As schools across the country return to in-person learning, parents are divided. We thought the pandemic was over and, suddenly, with the surge of the Delta variant of COVID-19, it’s not. We thought school closures were history and we’d return to in-school learning and, suddenly, some parents are deciding to keep their children home for reasons that run the gamut from rising infection rates, the politicization of face masks, and vaccine mandates.
In many cases, state and school leaders are responding to this spectrum of comfort levels. According to CRPE, The Center for Reinventing Education, from July 29-August 12 the number of districts offering students a virtual alternative to in-person learning nearly doubled, from 41 to 79 percent.
Why some parents are turning down in-person learning for remote instruction.
The increase in COVID transmission rates is injecting more uncertainty into discussions about the safety of students and staff in typical classrooms. Take this Illinois parent who is considering removing her kindergartner until they are eligible for vaccination if testing and distancing expectations cannot be met,
Then there’s this recent poll conducted by Hart Research Associates for education and civil-rights groups that found more than one quarter of parents said they’re not yet comfortable sending their children to school in person unless strong safety protocols were present for students and staff.
But COVID isn’t all that is in play with the growing number of parents demanding remote options.
In Oakland, California, parent activists told the school board that remote instruction offers “quality learning opportunities for all students.” And, in New Jersey, the newly-formed group “Parents For Virtual Choice” is growing every day.
For some students with disabilities, especially those on the autism spectrum, remote instruction was a boon. This mom of a 13-year-old said, “When the pandemic first hit, online school was a bit messy for everyone. But my older daughter did so well with it. She started participating more with teachers and became more comfortable than when she was in a school setting. Her grades were amazing.”
A principal of a virtual school in Colorado Springs told CNN, “We heard from parents who were frustrated with the negative narrative around online learning because that hadn’t been their experience. Those generalizations dismiss what has worked for so many families — and that population does matter.”
In addition, an increasing number of parents have disenrolled their children from public schools altogether and opted for homeschooling.

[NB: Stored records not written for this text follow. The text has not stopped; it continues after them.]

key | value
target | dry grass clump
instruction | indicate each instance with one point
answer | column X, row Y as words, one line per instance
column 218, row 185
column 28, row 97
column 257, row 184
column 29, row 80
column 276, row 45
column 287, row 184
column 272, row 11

Then there’s the parents who are welcoming in-person learning.
Various polls show that millions of parents want a return to in-person learning, largely to combat learning loss and social isolation. In Massachusetts, a recent survey about how federal recovery money should be spent showed 70% of parents wanted their child to learn in person this fall.
A national poll this past March from Gallup found that the “vast majority” of parents want their children back in school buildings but there were significant partisan differences. For instance, while 79% of parents said they support “providing in-person schooling” in their communities, Republicans favored this mode of instruction at far higher rates—94 percent—compared to Independents (80%) and Democrats (62%).
Another important factor for working parents is the cost of childcare and its scarcity. “I don’t know anyone that is not struggling,” said Susannah Lago, a mom, business owner, and founder of the group Working Moms of Milwaukee.
Are some parents more in favor of remote instruction than others?
Yes. Across the country, various surveys find that far more Black and Hispanic parents are in favor of virtual instruction and less comfortable with in-school learning. Last summer one poll found that almost 70 percent of Black households with school-aged children said they support or strongly support keeping all instruction online but only 32 percent of white parents felt that way.
A recent national survey from Rand finds about 20% of both Black and Hispanic parents were most hesitant about sending their children back for in-person schooling in fall 2021 compared to white and Asian parents.
Analysts provide various reasons for the difference in comfort levels: communities of color have been harder hit by COVID-19 due to other social determinants of health like food insecurity, affordable housing, and access to health care. Also, Black Americans have higher rates of pre-existing conditions—diabetes and high blood pressure—that could lead to worse outcomes if they get the virus.
How are large school districts and states responding to parent concerns?
States are, well, all over the map. Thirty-eight of them (including the District of Columbia) have approved permanent virtual learning schools: Florida is operating a statewide school district called Florida Virtual School; Philadelphia Superintendent William Hite expanded the district virtual school, Philadelphia Virtual Academy, after a survey found that 8,000 families want a remote option; and Indianapolis is offering parents the option of two virtual charter schools.
But that leaves 13 states where parents have no other options besides disregarding their personal calculus of risk, joining a “micropod,” or learning how to homeschool their kids.
To track the changes, refer to CRPE’s database on policies for masking, vaccines, full in-person instruction, virtual learning options, and continuity of learning plans, both in individual states and large school districts.
The bottom line?
Parents are choosing in-person learning and remote instruction for a myriad of reasons but districts need to be able to meet a family’s needs wherever they fall on the spectrum—and right now every district is not doing that, leaving some families out to dry.